SSS explained 7% of the variation in fish larvae density (Table 4). Salinity was one of the important environmental factors affecting the larvae. A survey on the spawning grounds in the Yangtze Estuary [52,53] showed that salinity was an important factor deciding larvae distribution. It affected not only the distribution of larvae, but also their metamorphosis process [9,44]. If the salinity exceeded the tolerance range of larvae, the deformity rate of larvae would increase and the vitality of fry would decrease [54]. The fish larvae were mainly distributed in the waters with SSS being 31.5–34.5 PSU in the WGWs, and the most suitable salinity range for fish larvae was 33.0–33.8 PSU (Figure 2c).
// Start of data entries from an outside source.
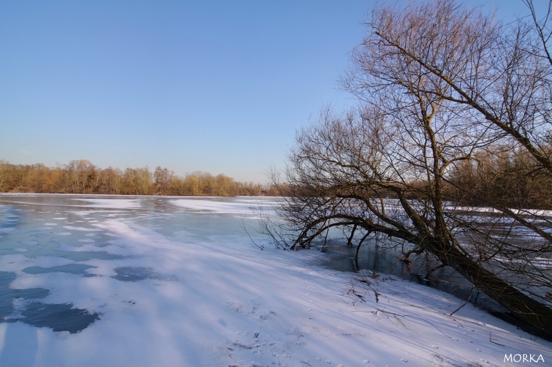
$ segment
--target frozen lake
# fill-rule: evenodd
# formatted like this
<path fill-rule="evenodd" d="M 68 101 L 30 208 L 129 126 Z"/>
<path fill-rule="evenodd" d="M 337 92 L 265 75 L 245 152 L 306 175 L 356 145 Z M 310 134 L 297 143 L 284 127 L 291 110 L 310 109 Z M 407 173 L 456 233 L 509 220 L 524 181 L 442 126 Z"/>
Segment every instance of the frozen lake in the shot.
<path fill-rule="evenodd" d="M 275 248 L 253 212 L 273 200 L 0 195 L 0 366 L 552 360 L 471 305 L 453 319 L 450 295 L 393 276 L 366 288 L 317 266 L 326 254 Z"/>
This may be due to the strong swimming ability and salt tolerance of fish larvae during the preflexion period. In addition, with the development of individuals and the improvement of organs, the salt tolerance of individuals will be stronger [55]. In the WGWs, the suitable salinity for the spawning ground of Trichiurus haumelais was 33.0–34.5 PSU [41], and the suitable salinity was 33.94–34.92 PSU for Nemipterus virgatus [56], which was consistent with this study. Previous study showed that when the salinity was too high, larvae density decreased sharply; when the salinity was low, larvae density tended to increase [57]. On the one hand, a low salinity level was in line with the osmotic pressure of body fluids of some fish, which was conducive to the growth and development of larvae, and as a result, the survival rate of larvae was high [58,59]. On the other hand, large quantities of fish larvae in the postflexion period appeared in the waters with lower salinity [60]. In contrast, a high salinity level would accelerate the metabolism velocity of larvae, which was unfavorable for the survival of larvae [61]. Salinity could affect the metamorphosis of larvae, also. When the salinity increased, the metamorphosis of larvae was accelerated, causing the reduction in larvae quantity. In addition, the salinity gradient also affected larvae density to a certain degree. Northeast of the WGWs, the salinity gradient was high due to dilution by the Pearl River. In this study, the salinity played a great role on fish larvae density (Table 4). On the contrary, in Laizhou Bay of Bohai Sea, the salinity gradient of the water body was low, because of which the salinity had little effect on larvae density [62].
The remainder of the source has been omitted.